ロードサイド型(ホームセンター・ファミレス・大型書店)
- 一次商圏: 半径 3km
- 二次商圏: 半径 5〜7km
- 三次商圏: 半径 10〜15km
車での移動が前提なので商圏が広く取れる。
ショッピングモール・大型商業施設
- 一次商圏: 半径 5km
- 二次商圏: 半径 10km
- 三次商圏: 半径 20〜30km
休日のドライブ目的地として広域から集客。
circle-map での商圏分析手順
- 店舗予定地の住所を検索欄に入力(または地図でクリック)
- 業種に応じた半径を入力。例:飲食店なら
0.5、1、3、5(km) - 同心円が描けたら、URL コピーで共有可能なリンクが取得できる
- そのリンクを国土地理院の人口統計地図や Google マップ(競合店検索)と並べて表示
商圏分析で見るべき 4 つのポイント
- 商圏内人口: 一次商圏に何人住んでいるか。総務省「e-Stat」で町丁目別人口が確認できる。
- 競合店の位置: 同業種が一次・二次商圏内にいくつあるか。Google マップで「業種名」検索。
- 動線: 主要道路・駅から店舗までの導線。半径内でも道がつながっていないと意味なし。
- 同類施設の有無: 学校・オフィス・病院など、来店動機になる施設が近くにあるか。
商圏内人口の調べ方
商圏範囲が決まったら、その範囲に住んでいる人口を把握します。 日本では公的統計データが豊富に公開されており、無料で確認できます。

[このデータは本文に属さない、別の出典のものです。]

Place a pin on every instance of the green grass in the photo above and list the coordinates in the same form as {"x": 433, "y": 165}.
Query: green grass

- e-Stat(政府統計の総合窓口): 国勢調査・経済センサスの町丁目別データ
- jSTAT MAP: e-Stat の地図 GIS 版、半径円内人口が簡単に算出できる
- RESAS(地域経済分析システム): 経済産業省の自治体・産業分析ツール
- 市区町村の統計ページ: 自治体独自の人口・世帯データ
顧客導線の分析
商圏内人口が十分でも、店舗まで「来やすい」かは別問題。 以下の動線分析が重要です。
歩行者動線
- 駅から自宅・職場への通勤路
- 主要道路の歩道幅
- 商店街のアーケード
- 公園・学校・病院など定常立寄り先
車両動線
- 主要幹線道路の通行量
- 右折での入店可能性
- 駐車場の入口位置
- 近隣の信号タイミング
商圏分析のよくある失敗
- 「人口が多いから繁盛する」と思い込む: 競合店も多い可能性
- 休日のリサーチだけで判断: 平日の通行量・客層と全く違うことがある
- 「川向こう」「線路向こう」を同商圏と見なす: 物理的・心理的バリア
- 視認性を軽視: 看板が見えない立地は通行量があっても集客できない
- 競合の撤退理由を調べない: 同じ場所で別業態が撤退している場合は要警戒
注意:直線距離の商圏は粗い目安
circle-map の同心円は直線距離です。実際の商圏は道路網・河川・線路・標高差で歪みます。 本格的な商圏分析では「車での到達時間」をベースにした到達圏(タイムゾーン)分析が使われます。 ただし、まずは半径ベースで「ざっくり感」を掴むだけでも、出店候補地の比較や販促エリアの仮説立てには十分役立ちます。
まとめ
- 商圏は一次(来店客 50〜60%)・二次(25〜30%)・三次(10〜20%)で考える
- 業種で半径目安は大きく異なる(コンビニ 500m vs モール 5km)
- circle-map で複数半径の同心円を描いて、まず「目で見て確認」
- 商圏内人口・競合・動線・同類施設の 4 観点で深掘り
実際に商圏地図を描いてみる:circle-map で出店候補地の商圏を可視化 →
セブン-イレブン・ファミリーマート・ローソンの3大コンビニチェーン。 街を歩けば100m おきに見かけるイメージですが、実際の商圏は何メートルなのか。 FC オーナーになりたい人、店舗開発に関わる人、不動産投資で土地活用を考えている人向けに、 コンビニ商圏のデータと出店判断の鉄則を整理しました。circle-mapで実際の商圏を可視化する手順も最後に紹介します。
コンビニ商圏の基本データ
コンビニ各社が公開している、または業界レポートでよく引用されるデータ。
- 一次商圏: 半径 300〜500m(来店客の60〜70%を占める)
- 二次商圏: 半径 500m〜1km(来店客の20〜25%)
- 三次商圏: 半径 1〜2km(来店客の10〜15%、車利用客が中心)
これは住宅街型コンビニの数字。 オフィス街・駅前・ロードサイドではかなり異なります。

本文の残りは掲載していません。